I read that the $(r+1)^{\text{th}}$ of the binomial theorem is$$\frac {n(n-1)(n-2)(n-3)\ldots (n-r+1)}{r!}a^{n-r}b^r=\frac {n!}{(n-r)!\cdot r!}a^{n-r}b^r\tag{1}$$Where the binomial theorem is$$(a+b)^n=a^n+na^{n-1}b+\frac {n(n-1)}{2!}a^{n-2}b^2+\frac {n(n-1)(n-2)}{3!}a^{n-3}b^3+\&c\tag{2}$$ Only if $n$ is a positive integer (i.e $n\in\mathbb{Z}^+$). If $n$ is a negative integer, then we have the expansion of $(2)$ as$$(a+b)^{-n}=a^{-n}-na^{-n-1}b+\frac {n(n+1)}{2!}a^{-n-2}b^2+\frac {n(n+1)(n+2)}{3!}a^{-n-r}b^r+\&c\tag{3}$$ With its $(r+1)^{\text{th}}$ term as$$(-1)^r\cdot\frac {n(n+1)(n+2)(n+3)\ldots (n+r-1)}{r!}a^{-n-r}b^r\tag4$$
So my question:
Question: How would we prove $(1)$ and $(4)$ with basic algebra?

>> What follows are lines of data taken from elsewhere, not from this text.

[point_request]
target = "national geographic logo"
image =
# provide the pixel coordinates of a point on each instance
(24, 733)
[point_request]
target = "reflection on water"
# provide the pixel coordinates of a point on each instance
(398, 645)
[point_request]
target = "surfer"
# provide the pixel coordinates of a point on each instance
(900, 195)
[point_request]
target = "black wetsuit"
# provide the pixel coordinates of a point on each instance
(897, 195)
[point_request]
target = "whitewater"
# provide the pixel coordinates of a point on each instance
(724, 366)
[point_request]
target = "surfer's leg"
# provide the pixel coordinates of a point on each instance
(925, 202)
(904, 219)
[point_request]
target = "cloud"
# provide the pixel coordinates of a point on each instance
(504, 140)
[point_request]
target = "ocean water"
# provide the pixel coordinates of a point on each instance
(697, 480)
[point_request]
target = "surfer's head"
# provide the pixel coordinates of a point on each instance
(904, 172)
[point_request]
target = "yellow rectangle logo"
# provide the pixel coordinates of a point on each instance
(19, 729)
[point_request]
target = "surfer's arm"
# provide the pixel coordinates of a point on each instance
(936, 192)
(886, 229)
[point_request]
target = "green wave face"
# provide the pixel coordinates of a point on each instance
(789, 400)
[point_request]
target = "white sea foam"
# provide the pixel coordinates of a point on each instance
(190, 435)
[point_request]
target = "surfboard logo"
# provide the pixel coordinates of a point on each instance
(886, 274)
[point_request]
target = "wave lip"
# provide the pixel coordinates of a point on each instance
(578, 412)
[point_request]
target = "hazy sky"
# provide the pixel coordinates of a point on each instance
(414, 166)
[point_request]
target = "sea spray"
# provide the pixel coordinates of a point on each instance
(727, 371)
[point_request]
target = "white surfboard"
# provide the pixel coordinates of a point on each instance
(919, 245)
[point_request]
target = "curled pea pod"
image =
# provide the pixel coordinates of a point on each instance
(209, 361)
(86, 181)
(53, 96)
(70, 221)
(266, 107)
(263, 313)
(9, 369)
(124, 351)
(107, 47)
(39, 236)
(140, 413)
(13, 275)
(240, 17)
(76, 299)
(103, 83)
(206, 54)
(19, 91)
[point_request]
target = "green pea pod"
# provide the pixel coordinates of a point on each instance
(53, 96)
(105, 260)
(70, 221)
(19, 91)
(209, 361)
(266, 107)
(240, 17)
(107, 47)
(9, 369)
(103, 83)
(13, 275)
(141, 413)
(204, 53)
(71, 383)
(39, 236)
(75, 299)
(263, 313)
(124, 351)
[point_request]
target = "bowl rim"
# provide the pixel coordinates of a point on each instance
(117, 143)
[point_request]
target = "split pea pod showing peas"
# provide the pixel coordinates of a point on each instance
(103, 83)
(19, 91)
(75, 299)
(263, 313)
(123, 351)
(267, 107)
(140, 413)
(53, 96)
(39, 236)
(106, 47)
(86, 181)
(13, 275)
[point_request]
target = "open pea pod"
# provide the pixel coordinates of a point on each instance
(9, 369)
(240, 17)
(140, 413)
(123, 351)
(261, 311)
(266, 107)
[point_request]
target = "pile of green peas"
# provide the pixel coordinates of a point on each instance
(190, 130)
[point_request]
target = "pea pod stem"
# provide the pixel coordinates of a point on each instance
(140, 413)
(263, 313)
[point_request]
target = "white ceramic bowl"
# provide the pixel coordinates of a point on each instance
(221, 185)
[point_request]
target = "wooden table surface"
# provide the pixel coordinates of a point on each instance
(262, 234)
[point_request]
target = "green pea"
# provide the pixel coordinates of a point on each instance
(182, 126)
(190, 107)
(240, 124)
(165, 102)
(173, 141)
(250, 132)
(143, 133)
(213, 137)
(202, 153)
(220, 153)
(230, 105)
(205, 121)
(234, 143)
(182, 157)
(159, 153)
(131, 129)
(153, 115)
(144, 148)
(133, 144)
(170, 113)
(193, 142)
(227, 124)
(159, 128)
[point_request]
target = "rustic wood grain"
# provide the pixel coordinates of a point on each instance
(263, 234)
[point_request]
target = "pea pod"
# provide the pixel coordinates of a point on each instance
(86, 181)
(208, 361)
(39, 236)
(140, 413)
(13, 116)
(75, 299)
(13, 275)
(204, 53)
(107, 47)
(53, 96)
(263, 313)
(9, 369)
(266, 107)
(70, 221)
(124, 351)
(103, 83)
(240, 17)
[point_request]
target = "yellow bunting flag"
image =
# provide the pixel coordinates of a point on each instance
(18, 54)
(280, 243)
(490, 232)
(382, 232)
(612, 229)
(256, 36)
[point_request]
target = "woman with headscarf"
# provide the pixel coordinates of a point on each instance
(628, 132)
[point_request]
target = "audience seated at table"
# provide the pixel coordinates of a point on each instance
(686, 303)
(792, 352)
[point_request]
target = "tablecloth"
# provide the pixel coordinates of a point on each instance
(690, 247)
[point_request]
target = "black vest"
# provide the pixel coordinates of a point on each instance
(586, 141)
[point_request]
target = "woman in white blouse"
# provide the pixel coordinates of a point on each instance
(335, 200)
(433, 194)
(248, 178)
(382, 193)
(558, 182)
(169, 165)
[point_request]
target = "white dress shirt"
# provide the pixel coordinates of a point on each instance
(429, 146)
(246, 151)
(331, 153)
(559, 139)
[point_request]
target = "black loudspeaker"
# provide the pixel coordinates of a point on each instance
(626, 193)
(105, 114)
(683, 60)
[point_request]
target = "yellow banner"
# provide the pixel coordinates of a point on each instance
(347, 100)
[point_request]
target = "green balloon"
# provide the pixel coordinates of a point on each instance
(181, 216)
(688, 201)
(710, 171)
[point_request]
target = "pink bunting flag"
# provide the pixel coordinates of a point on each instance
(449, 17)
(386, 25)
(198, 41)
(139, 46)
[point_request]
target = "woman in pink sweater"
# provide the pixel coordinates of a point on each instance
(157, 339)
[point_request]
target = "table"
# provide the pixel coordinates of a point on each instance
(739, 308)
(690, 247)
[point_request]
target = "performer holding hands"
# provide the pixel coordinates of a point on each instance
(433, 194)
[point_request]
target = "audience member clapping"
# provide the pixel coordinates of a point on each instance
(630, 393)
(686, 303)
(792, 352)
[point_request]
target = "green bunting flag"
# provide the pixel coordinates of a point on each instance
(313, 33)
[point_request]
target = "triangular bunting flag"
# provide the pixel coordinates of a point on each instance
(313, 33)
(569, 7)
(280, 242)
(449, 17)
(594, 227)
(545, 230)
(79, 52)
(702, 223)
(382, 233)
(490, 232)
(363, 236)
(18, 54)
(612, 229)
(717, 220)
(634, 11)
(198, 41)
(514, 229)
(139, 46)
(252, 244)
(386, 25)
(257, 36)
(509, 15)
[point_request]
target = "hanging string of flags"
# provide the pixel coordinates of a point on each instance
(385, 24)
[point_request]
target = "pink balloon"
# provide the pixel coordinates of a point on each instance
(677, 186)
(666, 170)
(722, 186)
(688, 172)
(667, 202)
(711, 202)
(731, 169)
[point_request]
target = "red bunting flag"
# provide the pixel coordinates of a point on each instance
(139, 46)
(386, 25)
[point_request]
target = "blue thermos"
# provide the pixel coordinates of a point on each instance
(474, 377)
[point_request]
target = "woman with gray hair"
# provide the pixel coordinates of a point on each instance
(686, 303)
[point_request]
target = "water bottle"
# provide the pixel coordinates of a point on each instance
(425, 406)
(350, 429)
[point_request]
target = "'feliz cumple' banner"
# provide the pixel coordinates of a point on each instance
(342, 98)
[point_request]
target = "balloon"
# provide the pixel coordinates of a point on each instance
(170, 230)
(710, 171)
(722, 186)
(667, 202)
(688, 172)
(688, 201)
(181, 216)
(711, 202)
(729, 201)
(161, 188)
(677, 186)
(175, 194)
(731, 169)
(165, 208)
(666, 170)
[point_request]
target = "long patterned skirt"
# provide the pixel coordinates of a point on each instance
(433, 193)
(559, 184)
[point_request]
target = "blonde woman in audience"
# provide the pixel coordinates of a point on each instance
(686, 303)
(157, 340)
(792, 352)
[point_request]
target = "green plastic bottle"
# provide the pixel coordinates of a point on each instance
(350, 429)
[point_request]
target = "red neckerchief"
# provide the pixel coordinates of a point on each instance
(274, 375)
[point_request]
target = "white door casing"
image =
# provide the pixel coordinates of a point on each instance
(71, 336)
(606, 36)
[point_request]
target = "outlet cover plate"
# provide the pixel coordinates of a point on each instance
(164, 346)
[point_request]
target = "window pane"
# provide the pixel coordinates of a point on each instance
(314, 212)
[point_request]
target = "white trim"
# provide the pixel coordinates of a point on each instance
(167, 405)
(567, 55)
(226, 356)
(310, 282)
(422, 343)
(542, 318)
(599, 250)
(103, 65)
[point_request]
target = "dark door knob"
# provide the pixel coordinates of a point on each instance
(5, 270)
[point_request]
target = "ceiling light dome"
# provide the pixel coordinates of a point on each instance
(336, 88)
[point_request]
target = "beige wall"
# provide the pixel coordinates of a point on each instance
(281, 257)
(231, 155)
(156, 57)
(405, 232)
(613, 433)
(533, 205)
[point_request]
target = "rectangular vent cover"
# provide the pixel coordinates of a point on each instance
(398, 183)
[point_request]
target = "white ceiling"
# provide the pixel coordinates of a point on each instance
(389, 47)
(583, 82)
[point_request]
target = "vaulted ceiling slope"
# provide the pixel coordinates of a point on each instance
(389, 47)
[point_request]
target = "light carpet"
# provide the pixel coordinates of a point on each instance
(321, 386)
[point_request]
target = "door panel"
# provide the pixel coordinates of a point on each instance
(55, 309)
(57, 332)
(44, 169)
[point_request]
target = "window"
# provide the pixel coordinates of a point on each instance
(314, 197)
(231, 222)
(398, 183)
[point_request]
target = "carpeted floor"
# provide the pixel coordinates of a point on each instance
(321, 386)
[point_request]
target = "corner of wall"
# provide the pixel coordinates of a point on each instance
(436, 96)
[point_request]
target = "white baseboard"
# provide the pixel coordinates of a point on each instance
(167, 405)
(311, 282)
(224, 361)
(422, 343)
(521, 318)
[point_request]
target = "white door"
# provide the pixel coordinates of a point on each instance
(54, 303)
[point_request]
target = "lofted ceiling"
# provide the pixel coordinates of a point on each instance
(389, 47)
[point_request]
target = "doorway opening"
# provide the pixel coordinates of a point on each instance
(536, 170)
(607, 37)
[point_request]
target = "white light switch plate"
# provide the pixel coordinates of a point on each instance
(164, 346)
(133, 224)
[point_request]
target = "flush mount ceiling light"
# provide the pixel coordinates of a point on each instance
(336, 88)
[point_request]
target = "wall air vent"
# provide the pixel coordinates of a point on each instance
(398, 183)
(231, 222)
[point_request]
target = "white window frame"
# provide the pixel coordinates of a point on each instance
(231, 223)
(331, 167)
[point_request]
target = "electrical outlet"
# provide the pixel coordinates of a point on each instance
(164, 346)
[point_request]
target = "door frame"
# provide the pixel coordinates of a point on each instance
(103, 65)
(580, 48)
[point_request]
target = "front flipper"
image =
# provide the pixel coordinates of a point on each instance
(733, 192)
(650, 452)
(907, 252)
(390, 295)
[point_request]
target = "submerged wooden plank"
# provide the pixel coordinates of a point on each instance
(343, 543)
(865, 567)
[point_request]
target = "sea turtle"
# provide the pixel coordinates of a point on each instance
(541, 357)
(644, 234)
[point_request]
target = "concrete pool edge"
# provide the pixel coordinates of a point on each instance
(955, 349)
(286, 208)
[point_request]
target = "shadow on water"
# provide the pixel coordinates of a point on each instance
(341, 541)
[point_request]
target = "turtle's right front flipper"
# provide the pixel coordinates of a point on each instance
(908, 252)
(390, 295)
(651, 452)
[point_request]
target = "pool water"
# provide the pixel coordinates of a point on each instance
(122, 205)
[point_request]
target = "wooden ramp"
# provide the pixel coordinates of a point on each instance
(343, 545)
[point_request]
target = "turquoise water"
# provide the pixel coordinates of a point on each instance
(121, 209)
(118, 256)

I'm not too sure where to even begin; that's how lost I am! I'm thinking my best bet is to use Induction, but I don't know what variable to replace with $x+1$ to make the proof sufficient.
Anything would be helpful at this point! Even hints!